HONG KONG (Thomson Financial) - Hong Kong shares ended the morning session firmer on Thursday, interrupting a two-day decline, as investors bought export-related stocks on hopes the Federal Reserve would not raise interest rates this year.
The Fed on Tuesday kept its key rate unchanged at 2 percent and signalled rates may remain steady as the economy faces the risk of a further slowdown due to the housing and financial slump.
'Interest rates in the U.S. will remain flat for the rest of the year because the Fed is frightened by recession rather than by inflation,' said Peter Lai, director at DBS Vickers. 'While it (steady U.S. rates) will continue to support the market, there is some selling pressure on some stocks like Cathay Pacific, which keeps the market from rising further.'
The Hang Seng Index added 129.76 points or 0.6 percent to end the morning at 22,079.51, off a high of 22,424.54. Local financial markets were closed on Wednesday due to a severe tropical storm warning.
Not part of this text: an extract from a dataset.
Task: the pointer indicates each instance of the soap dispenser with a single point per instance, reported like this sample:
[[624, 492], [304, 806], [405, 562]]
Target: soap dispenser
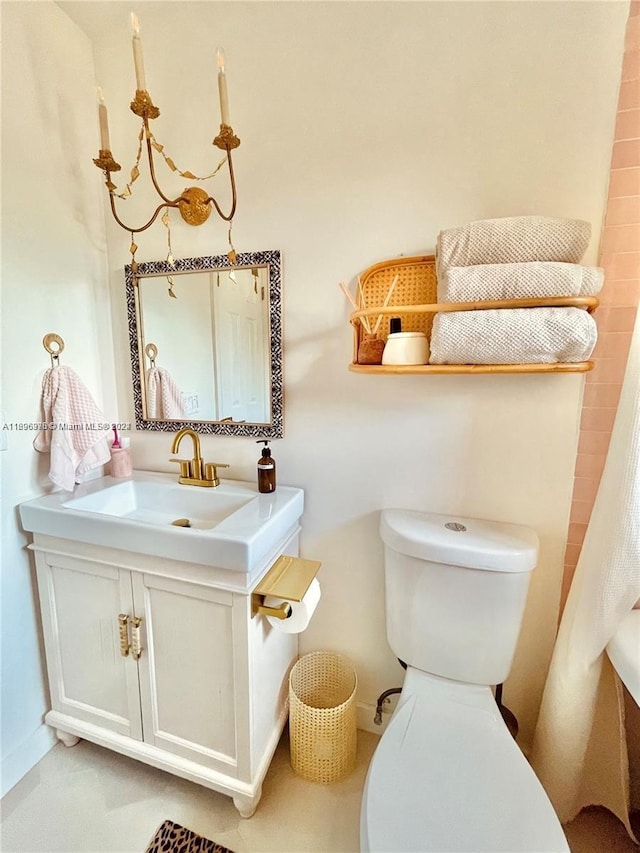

Fashion retailer Esprit Holdings, which has outlets overseas, rallied 4.1 percent to HK$83.30. Li & Fung, which supplies consumer goods to U.S. retailers like Wal-Mart, was up nearly 3 percent at HK$24.95.
Expectations that the mainland central bank will slow the appreciation of the yuan, the nation's currency, to boost growth also supported exporters.
After rising 2 percent at the opening, gains narrowed after a selloff in Cathay Pacific Airways, which slid 4.6 percent to HK$14.06.
Investors sold the stock after the company reported a HK$663 million loss, its first in five years, reversing a HK$2.6 billion net profit posted a year earlier. Three analysts in a Reuters poll predicted a HK$913 million profit for the airline.
Index heavyweight HSBC Holdings recovered from a 2.2 percent drop on Tuesday and rose nearly 2 percent to HK$129.00. Investors sold the stock after the lender reported a 28 percent drop in first-half profit .
HSBC's unit Hang Seng Bank, which posted a 2.2 percent rise in January-June profit, gained 2.3 percent to HK$158.00.
Cathay's loss highlighted the risks that the airline industry is facing from higher oil prices, which reached a peak of more than $147 a barrel on July 11.
The Hong Kong airline is considering raising its ticket prices to help offset rising fuel costs. Deutsche Bank has cut its rating on the stock to 'hold' from 'buy' and its earnings forecast for the year by 81 percent. Morgan Stanley, meanwhile, trimmed its price target on the airline to HK$12 from HK$13.
Cathay's parent Swire Pacific fell 1.1 percent to HK$78.15.
Other airlines also slumped. The mainland's top carrier China Southern Air lost 6.1 percent at HK$3.07, while smaller rival China Eastern Air tumbled almost 9 percent to HK$2.26.
Lenovo, China's largest PC maker, fell 1.7 percent to HK$5.29 ahead of the company's first-quarter to June results announcement later in the day.
China's top lender Industrial and Commercial Bank of China was unchanged at HK$5.74. The lender said Wednesday that theFederal Reserve Board has approved its application to establish a branch in New York and will be allowed to engage in wholesale deposit-taking, lending, trade finance and other banking services.
China Shipping Container Lines Co. retreated 5.8 percent to HK$2.13 after the No.2 container shipping line on the mainland announced a deal to acquire assets from its parent.
Other shippers were also lower on higher oil prices and falling demand due to the global economic slowdown. China Shipping Development tumbled 5.8 percent to HK$20.95 and China Cosco slid 6.5 percent to HK$15.48.
Hong Kong's fifth-largest lender Bank of East Asia extended its losses and dropped a further 2.1 percent to HK$32.50. The bank plunged 8.3 percent on Tuesday after announcing a worse-than-forecast 52 percent decline in first-half profit.